Venezuela - Contrôle ouvrier et autogestion, « faisons confiance au peuple… »

Des élections législatives sont prévues le 26 septembre prochain au Venezuela. Le scrutin vise à élire la nouvelle Assemblée nationale. Presse-toi à gauche poursuit la publication d’une série d’articles sur le pays et le processus en cours. Le pays que plusieurs voient comme le laboratoire du socialisme du XXIe siècle connaît des avancées mais aussi plusieurs situations contradictoires. Nous souhaitons que les prochains témoignages pourront éclairer davantage une situation cruciale pour l’avenir du mouvement anticapitaliste. Cette semaine : des formes de contrôle ouvrier sur la production.

La Corporacíon Venezolana de Guayana (CVG), qui emploie plus de 18 000 travailleurs a été restructurée. Les travailleurs ont élu leurs représentants et analysent des propositions de modèles de gestion de la production, de la commercialisation, des conditions de travail et de la protection de l’environnement. Toutes les directions des entreprises ont été révoquées et l’autogestion sous le contrôle ouvrier commence.

Au milieu de la crise, la profonde crise du système capitaliste, quand celui-ci nous offre déjà son rostre le plus cruel, quand la rage et parfois le sentiment d’impuissance envahissent ceux qui le combattent depuis des années et qui prédisaient ses conséquences, les lumières d’espoir montrant qu’un autre monde est possible passent parfois inaperçues.

Le Venezuela n’a pas eu trop d’admirateurs au sein de la gauche. Pour les organisations de la « gauche institutionnelle » il s’est toujours agi d’un processus gênant. Ne parlons pas de ces « socialistes » qui se sont alignés contre Chávez et en faveur de la droite vénézuélienne dans une alliance que Felipe González a scellée avec l’ex-président Carlos Andres Perez, artisan des réformes néolibérales qui ont provoqué la révolte populaire appelée le « Caracazo ». C’est de là que vient le mouvement populaire qui a mis fin au système bipartite classique au Venezuela et qui a abouti à la victoire électorale de Chávez. Depuis, douze consultations électorales ont été gagnées et un référendum a été perdu (celui de la réforme constitutionnelle).
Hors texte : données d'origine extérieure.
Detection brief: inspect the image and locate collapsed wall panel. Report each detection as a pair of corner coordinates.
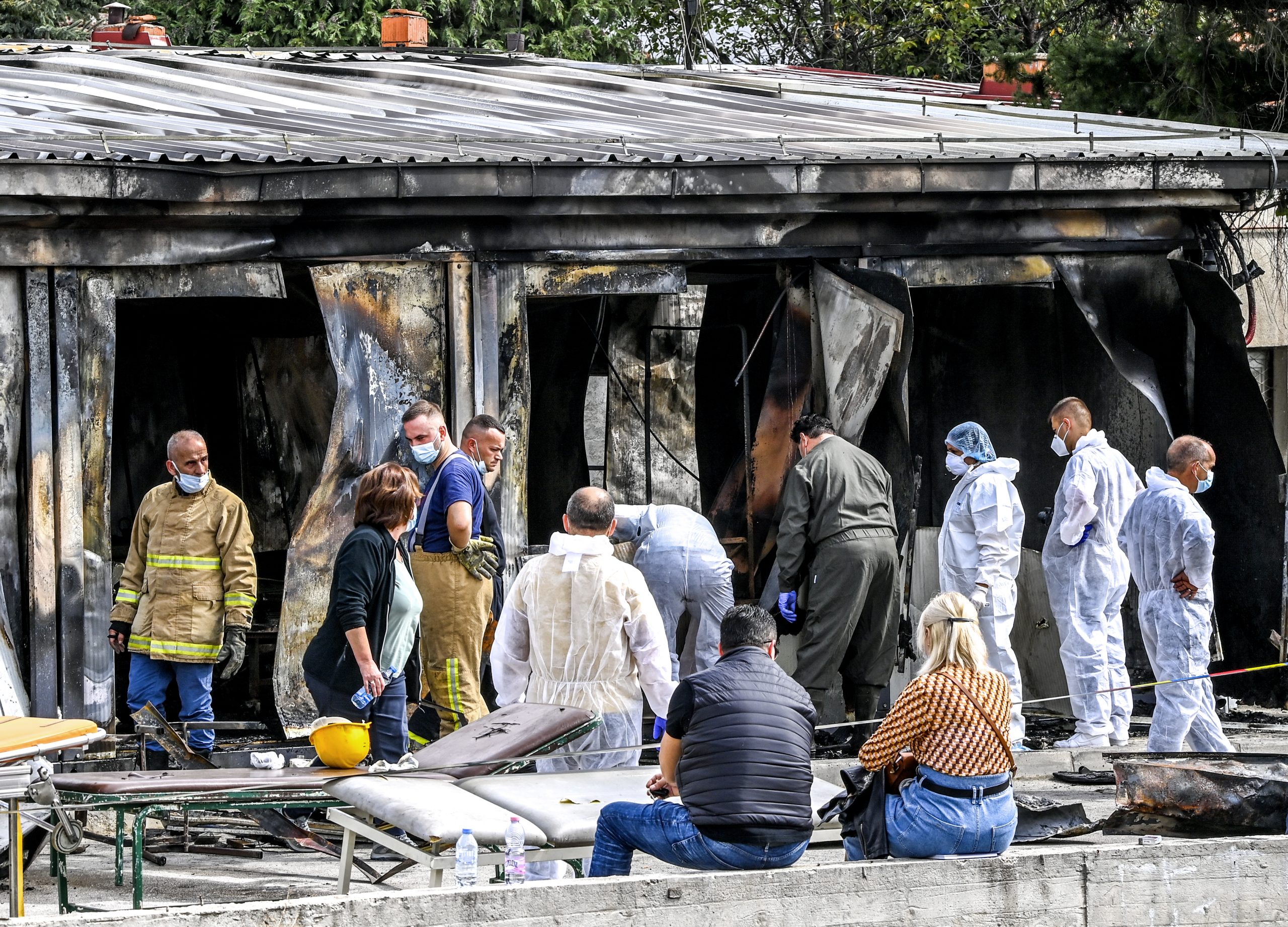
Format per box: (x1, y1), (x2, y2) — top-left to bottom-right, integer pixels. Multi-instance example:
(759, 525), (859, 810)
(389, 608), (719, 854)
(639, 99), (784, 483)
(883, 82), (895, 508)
(273, 263), (447, 735)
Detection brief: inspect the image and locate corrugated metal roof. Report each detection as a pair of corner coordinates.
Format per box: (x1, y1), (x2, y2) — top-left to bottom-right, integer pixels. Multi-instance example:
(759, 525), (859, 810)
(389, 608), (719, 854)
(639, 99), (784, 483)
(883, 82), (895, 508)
(0, 46), (1288, 162)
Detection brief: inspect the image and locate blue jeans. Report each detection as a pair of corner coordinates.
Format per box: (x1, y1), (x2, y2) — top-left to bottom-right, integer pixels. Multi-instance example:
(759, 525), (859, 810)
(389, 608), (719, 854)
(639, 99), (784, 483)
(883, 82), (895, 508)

Et l’autre gauche ? Pour la multitude de groupes gardiens de l’orthodoxie ce processus, avec un rôle peu évident des secteurs « prolétariens », un rôle déterminant joué par les militaires, avec ses hétérodoxies et, pourquoi le cacher, les nombreuses incongruités de Chávez, mérite d’être « excommunié ».
Pourtant, malgré tout, le « processus » avance

Au Venezuela on appelle « processus » cette tentative révolutionnaire qui rassemble tout ce que font les classes populaires : avec Chávez, sans Chávez et malgré Chávez. C’est une formule qui définit le mieux la résultante des vecteurs contradictoires qui donnent aujourd’hui un résultat positif. Ceux qui aspirent seulement à une lecture solidaire et acritique ne peuvent en réalité comprendre ce que proposent les protagonistes du processus vénézuélien eux-mêmes.
Au cours des deux dernières années, et en particulier durant les derniers mois, des événements qui orientent le processus dans une direction prometteuse se sont pourtant produits.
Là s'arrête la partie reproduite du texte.